Still, some seeds have been sown, and in my poetry life I tend to count on a long growing season. I’ve written some drafts of new poems, and worked again on poems still in a years-long process of revision. I have a list of approaches to try, and quick notes on possible personal starting points, from a workshop with the poet Martha Collins. Like every other participant with whom I’ve spoken, I am profoundly grateful for the safety of the writing environment the Joiner Institute provides. I keep taking apart the word encouraged, to be its first meaning. I am given courage by my mentors and fellow students–including those who are roughly a third of my age.

And yes, we have homework. My small group workshop leader, Fred Marchant, whose poetry I’ve been reading for years, and whom I knew already to be extraordinarily kind, proves to be also both mischievous and wise, in ways that sneak up on me again and again. He also states in no uncertain terms his expectation of new work–at least one recent or brand new poem, every class meeting. So I have written drafts of eight new poems and one co-translation in the past week–an unheard-of rate for me.

Some links to my teaching life:

Thanks to Marjorie Weed, I myself have made collage art–not sentimental collections of kitties, but art in which the individual elements are fully repurposed into a new composition with its own meaning. Fred Marchant says, “Consider the liberation you can find in fragments!” and I hear an echo of Mrs. Weed saying to her whole roomful of students, young and older, “Trust in happy accidents!”

(Meanwhile, I remember myself as an earnest and obedient seven year old, who didn’t have Touchstone Community School to help her take herself lightly and fly.

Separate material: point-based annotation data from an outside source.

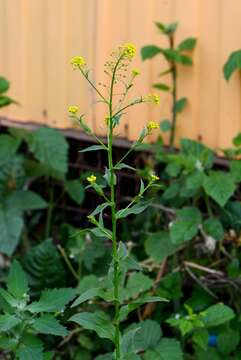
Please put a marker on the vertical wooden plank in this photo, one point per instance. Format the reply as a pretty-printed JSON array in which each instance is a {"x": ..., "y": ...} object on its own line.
[{"x": 229, "y": 102}]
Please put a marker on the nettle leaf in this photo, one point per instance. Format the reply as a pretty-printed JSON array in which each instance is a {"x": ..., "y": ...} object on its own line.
[
  {"x": 75, "y": 190},
  {"x": 174, "y": 55},
  {"x": 186, "y": 226},
  {"x": 11, "y": 225},
  {"x": 233, "y": 63},
  {"x": 161, "y": 86},
  {"x": 149, "y": 51},
  {"x": 52, "y": 300},
  {"x": 44, "y": 267},
  {"x": 166, "y": 125},
  {"x": 135, "y": 209},
  {"x": 97, "y": 321},
  {"x": 187, "y": 44},
  {"x": 17, "y": 282},
  {"x": 167, "y": 29},
  {"x": 214, "y": 228},
  {"x": 219, "y": 186},
  {"x": 159, "y": 246},
  {"x": 7, "y": 322},
  {"x": 8, "y": 147},
  {"x": 51, "y": 149},
  {"x": 47, "y": 324},
  {"x": 4, "y": 85},
  {"x": 228, "y": 341},
  {"x": 26, "y": 200},
  {"x": 180, "y": 105},
  {"x": 217, "y": 315},
  {"x": 168, "y": 349},
  {"x": 136, "y": 284},
  {"x": 93, "y": 148}
]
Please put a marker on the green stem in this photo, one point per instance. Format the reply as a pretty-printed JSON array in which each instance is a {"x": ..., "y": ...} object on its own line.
[
  {"x": 49, "y": 212},
  {"x": 174, "y": 97},
  {"x": 113, "y": 219}
]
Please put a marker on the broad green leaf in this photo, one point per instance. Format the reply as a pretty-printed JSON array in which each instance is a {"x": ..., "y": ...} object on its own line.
[
  {"x": 8, "y": 147},
  {"x": 214, "y": 228},
  {"x": 136, "y": 284},
  {"x": 159, "y": 246},
  {"x": 167, "y": 29},
  {"x": 93, "y": 148},
  {"x": 166, "y": 125},
  {"x": 4, "y": 85},
  {"x": 47, "y": 324},
  {"x": 228, "y": 341},
  {"x": 87, "y": 295},
  {"x": 11, "y": 225},
  {"x": 52, "y": 300},
  {"x": 217, "y": 314},
  {"x": 26, "y": 200},
  {"x": 17, "y": 282},
  {"x": 7, "y": 322},
  {"x": 219, "y": 186},
  {"x": 148, "y": 335},
  {"x": 233, "y": 63},
  {"x": 174, "y": 55},
  {"x": 180, "y": 105},
  {"x": 97, "y": 321},
  {"x": 161, "y": 86},
  {"x": 187, "y": 44},
  {"x": 186, "y": 226},
  {"x": 168, "y": 349},
  {"x": 51, "y": 149},
  {"x": 149, "y": 51},
  {"x": 75, "y": 190},
  {"x": 135, "y": 209}
]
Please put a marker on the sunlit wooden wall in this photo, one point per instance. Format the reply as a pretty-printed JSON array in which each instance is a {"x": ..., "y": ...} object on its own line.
[{"x": 38, "y": 37}]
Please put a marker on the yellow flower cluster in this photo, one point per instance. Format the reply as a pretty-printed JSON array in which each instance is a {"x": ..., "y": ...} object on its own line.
[
  {"x": 77, "y": 62},
  {"x": 135, "y": 72},
  {"x": 152, "y": 125},
  {"x": 91, "y": 179},
  {"x": 153, "y": 98},
  {"x": 128, "y": 50},
  {"x": 73, "y": 109}
]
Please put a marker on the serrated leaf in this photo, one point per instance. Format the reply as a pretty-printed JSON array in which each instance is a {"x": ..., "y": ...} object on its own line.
[
  {"x": 217, "y": 314},
  {"x": 186, "y": 225},
  {"x": 11, "y": 225},
  {"x": 97, "y": 321},
  {"x": 232, "y": 64},
  {"x": 26, "y": 200},
  {"x": 7, "y": 322},
  {"x": 149, "y": 51},
  {"x": 187, "y": 44},
  {"x": 219, "y": 186},
  {"x": 51, "y": 149},
  {"x": 17, "y": 282},
  {"x": 93, "y": 148},
  {"x": 180, "y": 105},
  {"x": 75, "y": 190},
  {"x": 47, "y": 324},
  {"x": 52, "y": 300},
  {"x": 159, "y": 246}
]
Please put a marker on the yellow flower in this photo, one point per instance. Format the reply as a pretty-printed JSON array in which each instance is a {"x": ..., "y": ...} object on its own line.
[
  {"x": 135, "y": 72},
  {"x": 154, "y": 177},
  {"x": 153, "y": 98},
  {"x": 73, "y": 109},
  {"x": 77, "y": 62},
  {"x": 152, "y": 125},
  {"x": 128, "y": 50},
  {"x": 91, "y": 179}
]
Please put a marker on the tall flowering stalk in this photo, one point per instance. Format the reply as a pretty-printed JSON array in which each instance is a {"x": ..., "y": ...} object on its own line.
[{"x": 116, "y": 69}]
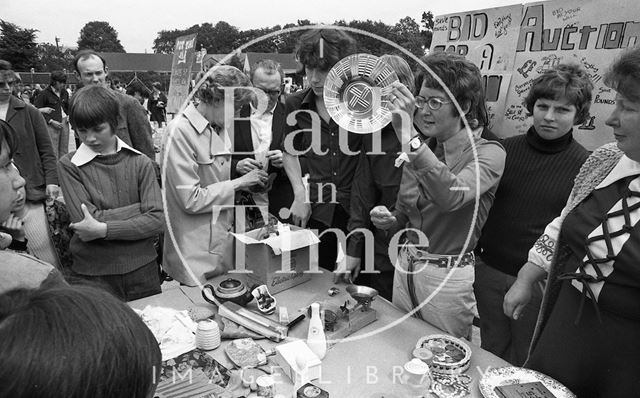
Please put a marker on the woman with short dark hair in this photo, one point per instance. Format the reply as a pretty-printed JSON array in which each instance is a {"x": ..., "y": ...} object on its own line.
[
  {"x": 587, "y": 331},
  {"x": 449, "y": 170},
  {"x": 199, "y": 191}
]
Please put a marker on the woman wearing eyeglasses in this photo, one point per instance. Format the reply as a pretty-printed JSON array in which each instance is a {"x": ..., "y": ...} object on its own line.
[{"x": 449, "y": 170}]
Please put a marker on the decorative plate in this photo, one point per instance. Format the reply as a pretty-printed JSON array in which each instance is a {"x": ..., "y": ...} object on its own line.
[
  {"x": 244, "y": 352},
  {"x": 509, "y": 375},
  {"x": 357, "y": 93},
  {"x": 450, "y": 355}
]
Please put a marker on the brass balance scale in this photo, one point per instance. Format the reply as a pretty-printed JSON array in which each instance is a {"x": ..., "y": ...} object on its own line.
[{"x": 343, "y": 318}]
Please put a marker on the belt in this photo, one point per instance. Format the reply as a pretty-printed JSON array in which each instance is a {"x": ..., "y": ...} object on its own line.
[{"x": 442, "y": 261}]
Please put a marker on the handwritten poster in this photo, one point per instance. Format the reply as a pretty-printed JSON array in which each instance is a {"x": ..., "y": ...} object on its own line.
[
  {"x": 488, "y": 38},
  {"x": 587, "y": 32},
  {"x": 183, "y": 57}
]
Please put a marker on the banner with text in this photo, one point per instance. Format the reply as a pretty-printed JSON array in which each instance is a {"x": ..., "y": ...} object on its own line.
[
  {"x": 487, "y": 38},
  {"x": 183, "y": 57},
  {"x": 587, "y": 32}
]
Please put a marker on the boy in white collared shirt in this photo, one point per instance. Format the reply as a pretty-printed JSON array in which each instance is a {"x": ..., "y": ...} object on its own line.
[{"x": 113, "y": 199}]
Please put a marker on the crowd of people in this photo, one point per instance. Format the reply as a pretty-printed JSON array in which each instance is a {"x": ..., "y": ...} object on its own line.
[{"x": 439, "y": 214}]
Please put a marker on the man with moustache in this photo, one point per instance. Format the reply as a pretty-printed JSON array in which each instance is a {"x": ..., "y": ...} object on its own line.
[{"x": 258, "y": 138}]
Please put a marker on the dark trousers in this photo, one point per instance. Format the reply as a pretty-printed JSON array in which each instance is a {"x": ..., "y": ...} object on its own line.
[
  {"x": 133, "y": 285},
  {"x": 507, "y": 338},
  {"x": 328, "y": 247}
]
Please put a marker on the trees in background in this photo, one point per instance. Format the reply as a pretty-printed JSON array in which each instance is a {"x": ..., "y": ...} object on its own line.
[
  {"x": 101, "y": 37},
  {"x": 18, "y": 46},
  {"x": 223, "y": 38}
]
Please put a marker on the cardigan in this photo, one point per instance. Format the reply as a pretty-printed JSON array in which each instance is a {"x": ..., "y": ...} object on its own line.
[
  {"x": 121, "y": 190},
  {"x": 594, "y": 170},
  {"x": 538, "y": 177}
]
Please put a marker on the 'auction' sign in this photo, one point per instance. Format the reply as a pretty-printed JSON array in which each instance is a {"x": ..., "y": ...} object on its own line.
[
  {"x": 539, "y": 36},
  {"x": 183, "y": 57}
]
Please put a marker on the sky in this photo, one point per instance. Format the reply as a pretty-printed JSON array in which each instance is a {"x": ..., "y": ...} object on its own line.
[{"x": 138, "y": 22}]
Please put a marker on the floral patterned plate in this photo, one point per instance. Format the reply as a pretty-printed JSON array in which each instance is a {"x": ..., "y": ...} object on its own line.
[{"x": 508, "y": 375}]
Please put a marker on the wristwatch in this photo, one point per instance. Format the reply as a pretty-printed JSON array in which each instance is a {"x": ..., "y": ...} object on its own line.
[{"x": 416, "y": 142}]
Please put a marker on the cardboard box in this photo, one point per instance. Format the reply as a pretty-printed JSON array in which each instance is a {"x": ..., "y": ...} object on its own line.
[
  {"x": 298, "y": 362},
  {"x": 277, "y": 261}
]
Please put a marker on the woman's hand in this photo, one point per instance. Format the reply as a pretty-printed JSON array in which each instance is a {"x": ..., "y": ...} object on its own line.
[
  {"x": 517, "y": 298},
  {"x": 300, "y": 212},
  {"x": 246, "y": 165},
  {"x": 254, "y": 177},
  {"x": 275, "y": 157},
  {"x": 402, "y": 107},
  {"x": 382, "y": 218},
  {"x": 520, "y": 292}
]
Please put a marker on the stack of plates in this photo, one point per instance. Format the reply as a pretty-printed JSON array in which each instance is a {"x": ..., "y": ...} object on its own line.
[{"x": 207, "y": 335}]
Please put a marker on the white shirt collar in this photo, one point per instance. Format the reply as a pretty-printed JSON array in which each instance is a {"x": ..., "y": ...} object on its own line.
[
  {"x": 84, "y": 154},
  {"x": 625, "y": 168},
  {"x": 196, "y": 119}
]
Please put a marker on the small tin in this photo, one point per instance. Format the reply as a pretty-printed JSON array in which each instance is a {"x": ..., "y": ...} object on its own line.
[
  {"x": 266, "y": 386},
  {"x": 311, "y": 391}
]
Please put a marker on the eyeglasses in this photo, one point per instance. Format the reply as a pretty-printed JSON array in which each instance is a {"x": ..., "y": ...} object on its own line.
[
  {"x": 271, "y": 93},
  {"x": 7, "y": 83},
  {"x": 434, "y": 103}
]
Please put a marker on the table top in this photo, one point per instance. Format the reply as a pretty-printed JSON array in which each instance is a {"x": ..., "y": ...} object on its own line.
[{"x": 366, "y": 364}]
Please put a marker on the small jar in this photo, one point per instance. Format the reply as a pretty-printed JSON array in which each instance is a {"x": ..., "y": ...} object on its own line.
[
  {"x": 207, "y": 335},
  {"x": 266, "y": 386}
]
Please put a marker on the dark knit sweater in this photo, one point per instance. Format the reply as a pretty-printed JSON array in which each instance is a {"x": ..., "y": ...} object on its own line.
[
  {"x": 538, "y": 177},
  {"x": 121, "y": 190}
]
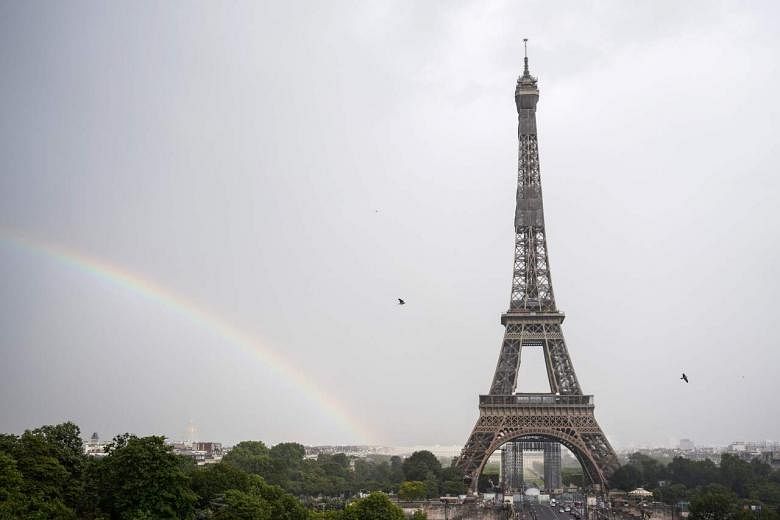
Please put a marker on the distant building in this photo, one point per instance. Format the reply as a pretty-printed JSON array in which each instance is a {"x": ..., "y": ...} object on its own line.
[
  {"x": 686, "y": 445},
  {"x": 201, "y": 452},
  {"x": 94, "y": 448}
]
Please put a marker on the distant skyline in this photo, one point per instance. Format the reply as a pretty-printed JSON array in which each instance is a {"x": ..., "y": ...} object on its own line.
[{"x": 209, "y": 211}]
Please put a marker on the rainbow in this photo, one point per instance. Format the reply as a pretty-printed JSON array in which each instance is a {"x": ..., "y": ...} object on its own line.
[{"x": 196, "y": 314}]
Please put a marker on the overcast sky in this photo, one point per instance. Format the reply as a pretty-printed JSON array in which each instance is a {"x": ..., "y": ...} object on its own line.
[{"x": 292, "y": 168}]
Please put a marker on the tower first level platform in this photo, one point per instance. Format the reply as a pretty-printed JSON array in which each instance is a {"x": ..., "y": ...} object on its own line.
[{"x": 564, "y": 415}]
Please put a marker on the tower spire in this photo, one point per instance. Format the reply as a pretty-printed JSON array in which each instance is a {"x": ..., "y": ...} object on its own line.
[{"x": 525, "y": 59}]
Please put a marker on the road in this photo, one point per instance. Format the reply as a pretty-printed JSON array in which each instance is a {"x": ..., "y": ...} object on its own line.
[{"x": 543, "y": 512}]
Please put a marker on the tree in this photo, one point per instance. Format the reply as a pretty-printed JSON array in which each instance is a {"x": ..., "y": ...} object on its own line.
[
  {"x": 652, "y": 471},
  {"x": 627, "y": 477},
  {"x": 375, "y": 506},
  {"x": 419, "y": 464},
  {"x": 452, "y": 481},
  {"x": 141, "y": 476},
  {"x": 237, "y": 505},
  {"x": 714, "y": 502},
  {"x": 212, "y": 480},
  {"x": 412, "y": 490},
  {"x": 671, "y": 493}
]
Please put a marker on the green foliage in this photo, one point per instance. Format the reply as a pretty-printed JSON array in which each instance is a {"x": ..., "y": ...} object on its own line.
[
  {"x": 627, "y": 477},
  {"x": 142, "y": 476},
  {"x": 375, "y": 506},
  {"x": 237, "y": 505},
  {"x": 420, "y": 464},
  {"x": 714, "y": 502},
  {"x": 213, "y": 480},
  {"x": 671, "y": 493},
  {"x": 412, "y": 490}
]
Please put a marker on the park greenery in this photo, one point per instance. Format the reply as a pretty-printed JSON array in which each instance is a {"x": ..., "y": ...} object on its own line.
[
  {"x": 44, "y": 474},
  {"x": 715, "y": 492}
]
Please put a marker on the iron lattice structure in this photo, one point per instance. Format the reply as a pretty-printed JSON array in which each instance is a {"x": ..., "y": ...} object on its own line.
[
  {"x": 564, "y": 415},
  {"x": 512, "y": 468}
]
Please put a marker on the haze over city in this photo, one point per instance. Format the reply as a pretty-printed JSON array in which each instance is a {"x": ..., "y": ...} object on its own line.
[{"x": 209, "y": 211}]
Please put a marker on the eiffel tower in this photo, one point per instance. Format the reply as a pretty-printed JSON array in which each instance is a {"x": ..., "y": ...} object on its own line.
[{"x": 564, "y": 415}]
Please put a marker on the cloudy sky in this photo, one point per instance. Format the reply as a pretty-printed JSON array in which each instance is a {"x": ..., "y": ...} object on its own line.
[{"x": 208, "y": 210}]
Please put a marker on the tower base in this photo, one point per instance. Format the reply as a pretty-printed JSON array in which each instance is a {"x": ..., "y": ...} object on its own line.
[{"x": 567, "y": 419}]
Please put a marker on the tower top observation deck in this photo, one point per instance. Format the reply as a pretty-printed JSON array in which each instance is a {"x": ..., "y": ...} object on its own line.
[{"x": 526, "y": 92}]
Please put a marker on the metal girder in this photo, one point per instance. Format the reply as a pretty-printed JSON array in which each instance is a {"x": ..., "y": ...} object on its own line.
[{"x": 564, "y": 415}]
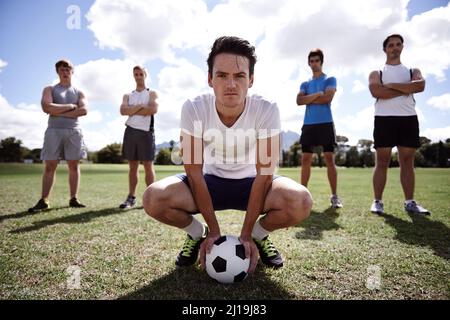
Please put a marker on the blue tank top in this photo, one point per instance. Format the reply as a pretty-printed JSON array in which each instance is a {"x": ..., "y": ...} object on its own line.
[
  {"x": 63, "y": 95},
  {"x": 318, "y": 113}
]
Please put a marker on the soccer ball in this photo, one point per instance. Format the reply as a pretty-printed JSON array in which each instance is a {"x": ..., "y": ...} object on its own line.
[{"x": 226, "y": 262}]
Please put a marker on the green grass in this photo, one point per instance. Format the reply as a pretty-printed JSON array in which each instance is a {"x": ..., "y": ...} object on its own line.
[{"x": 126, "y": 254}]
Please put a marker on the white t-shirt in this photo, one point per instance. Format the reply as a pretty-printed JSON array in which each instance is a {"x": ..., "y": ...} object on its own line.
[
  {"x": 398, "y": 106},
  {"x": 230, "y": 152},
  {"x": 137, "y": 121}
]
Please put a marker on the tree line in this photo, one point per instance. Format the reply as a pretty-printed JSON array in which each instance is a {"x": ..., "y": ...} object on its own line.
[{"x": 429, "y": 154}]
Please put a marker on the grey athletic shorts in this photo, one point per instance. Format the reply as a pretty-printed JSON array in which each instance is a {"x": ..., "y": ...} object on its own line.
[
  {"x": 138, "y": 145},
  {"x": 63, "y": 144}
]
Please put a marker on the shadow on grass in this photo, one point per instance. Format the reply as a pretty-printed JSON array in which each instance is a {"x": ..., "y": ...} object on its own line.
[
  {"x": 317, "y": 223},
  {"x": 83, "y": 217},
  {"x": 194, "y": 284},
  {"x": 24, "y": 214},
  {"x": 422, "y": 232}
]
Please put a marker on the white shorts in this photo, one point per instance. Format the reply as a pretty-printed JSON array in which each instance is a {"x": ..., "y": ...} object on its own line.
[{"x": 63, "y": 144}]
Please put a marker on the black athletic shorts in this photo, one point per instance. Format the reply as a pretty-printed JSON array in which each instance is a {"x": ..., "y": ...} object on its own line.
[
  {"x": 394, "y": 131},
  {"x": 321, "y": 134},
  {"x": 138, "y": 145},
  {"x": 227, "y": 193}
]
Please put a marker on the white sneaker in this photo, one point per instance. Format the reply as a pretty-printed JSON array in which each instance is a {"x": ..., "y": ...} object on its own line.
[
  {"x": 335, "y": 202},
  {"x": 413, "y": 207},
  {"x": 377, "y": 207}
]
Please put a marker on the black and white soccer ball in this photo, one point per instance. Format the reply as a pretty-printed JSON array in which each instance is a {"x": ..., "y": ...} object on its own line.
[{"x": 226, "y": 262}]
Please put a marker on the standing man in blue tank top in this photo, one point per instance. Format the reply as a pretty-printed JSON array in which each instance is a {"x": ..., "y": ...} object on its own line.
[
  {"x": 63, "y": 138},
  {"x": 318, "y": 127},
  {"x": 396, "y": 123}
]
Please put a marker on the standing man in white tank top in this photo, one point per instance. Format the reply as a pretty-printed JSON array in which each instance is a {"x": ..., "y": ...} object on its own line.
[
  {"x": 63, "y": 138},
  {"x": 139, "y": 139},
  {"x": 396, "y": 123}
]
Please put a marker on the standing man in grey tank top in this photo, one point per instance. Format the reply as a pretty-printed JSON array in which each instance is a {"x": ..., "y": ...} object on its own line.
[
  {"x": 139, "y": 138},
  {"x": 396, "y": 123},
  {"x": 63, "y": 138}
]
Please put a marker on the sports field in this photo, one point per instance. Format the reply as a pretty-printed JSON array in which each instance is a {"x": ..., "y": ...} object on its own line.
[{"x": 102, "y": 252}]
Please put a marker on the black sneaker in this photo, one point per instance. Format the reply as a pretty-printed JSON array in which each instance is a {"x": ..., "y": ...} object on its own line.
[
  {"x": 41, "y": 205},
  {"x": 130, "y": 202},
  {"x": 268, "y": 254},
  {"x": 74, "y": 203},
  {"x": 189, "y": 254}
]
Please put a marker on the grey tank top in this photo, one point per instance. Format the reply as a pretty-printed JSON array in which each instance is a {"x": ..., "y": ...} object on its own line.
[{"x": 63, "y": 95}]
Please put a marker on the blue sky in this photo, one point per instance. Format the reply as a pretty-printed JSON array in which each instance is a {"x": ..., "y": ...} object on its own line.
[{"x": 172, "y": 39}]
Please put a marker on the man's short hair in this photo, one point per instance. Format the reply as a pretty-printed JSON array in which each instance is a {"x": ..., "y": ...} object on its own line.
[
  {"x": 385, "y": 42},
  {"x": 234, "y": 45},
  {"x": 138, "y": 67},
  {"x": 316, "y": 53},
  {"x": 63, "y": 63}
]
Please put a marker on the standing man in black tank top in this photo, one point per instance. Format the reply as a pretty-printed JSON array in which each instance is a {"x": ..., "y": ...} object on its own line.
[
  {"x": 63, "y": 138},
  {"x": 139, "y": 138},
  {"x": 396, "y": 123}
]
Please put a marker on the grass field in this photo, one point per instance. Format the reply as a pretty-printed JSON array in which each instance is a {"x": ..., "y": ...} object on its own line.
[{"x": 126, "y": 255}]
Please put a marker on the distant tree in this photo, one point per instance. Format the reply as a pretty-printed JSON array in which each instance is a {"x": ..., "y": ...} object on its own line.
[
  {"x": 295, "y": 154},
  {"x": 163, "y": 157},
  {"x": 93, "y": 156},
  {"x": 172, "y": 144},
  {"x": 367, "y": 156},
  {"x": 341, "y": 139},
  {"x": 112, "y": 153},
  {"x": 341, "y": 151},
  {"x": 352, "y": 158},
  {"x": 11, "y": 150},
  {"x": 424, "y": 141}
]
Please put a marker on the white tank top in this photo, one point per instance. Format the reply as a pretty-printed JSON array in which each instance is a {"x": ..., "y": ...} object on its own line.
[
  {"x": 398, "y": 106},
  {"x": 137, "y": 121}
]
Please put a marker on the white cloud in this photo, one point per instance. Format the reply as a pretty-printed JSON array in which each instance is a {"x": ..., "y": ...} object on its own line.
[
  {"x": 441, "y": 102},
  {"x": 2, "y": 64},
  {"x": 145, "y": 29},
  {"x": 350, "y": 32},
  {"x": 358, "y": 86},
  {"x": 25, "y": 122},
  {"x": 436, "y": 134},
  {"x": 105, "y": 80}
]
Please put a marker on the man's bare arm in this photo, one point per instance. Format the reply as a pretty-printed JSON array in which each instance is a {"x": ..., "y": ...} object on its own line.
[
  {"x": 303, "y": 99},
  {"x": 325, "y": 98},
  {"x": 152, "y": 107},
  {"x": 266, "y": 161},
  {"x": 378, "y": 90},
  {"x": 416, "y": 85},
  {"x": 194, "y": 171},
  {"x": 80, "y": 110},
  {"x": 126, "y": 109},
  {"x": 51, "y": 108}
]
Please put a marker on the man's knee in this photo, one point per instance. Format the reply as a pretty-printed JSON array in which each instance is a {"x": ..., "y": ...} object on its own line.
[
  {"x": 154, "y": 200},
  {"x": 329, "y": 158},
  {"x": 298, "y": 205},
  {"x": 50, "y": 166}
]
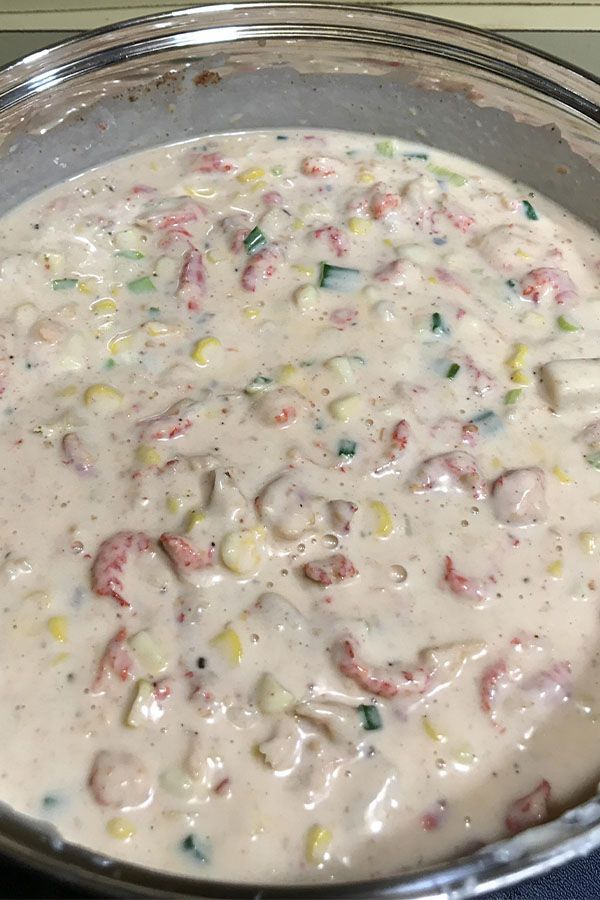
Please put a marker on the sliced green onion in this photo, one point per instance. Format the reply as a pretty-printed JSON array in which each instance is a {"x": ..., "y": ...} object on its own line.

I conclude that she is lucky to have grown up, and has followed some fortunate paths.)

Hooray for public transportation! Have I written about our work with that theme? I’m not sure. This is post number 49–and I still haven’t found a good way to index my own output.

I’ve been getting to know a Chinese-American fellow participant. We’ve been sitting near each other, both of us gravitating toward the front of the room in presentations. (In my case that helps me focus on the main show, instead of all that other fascinating stuff going on in the room. After all, I’m used to looking at students, not at a teacher!) In our conversation on Wednesday, Judy told me that her father moved to this country when he was only 12, and that he is one of the speakers in the oral history available at Ellis Island, one of the voices heard by lifting up phones in my favorite exhibit. Actual shivers fizzed down my spine, as I remembered the rapt look on the faces of kids listening to those taped voices.

Circles coming round.

Recently a dear friend asked, “Is it really going to be just a year to think it over?” I know that the post previous to this one may have sounded like I was signing off.  In fact, though, I still have a list of things I want to write about: transportation, projects time, the miracle of parent volunteers, a few more. So no; there’s at least a little more to come. Who makes these rules that say you have to obey your own title?

For right now, though, I’m not thinking about being a teacher. I’m feeling incredibly lucky to be, yet again, at my thrillingly advanced age, with so much to think about, a student.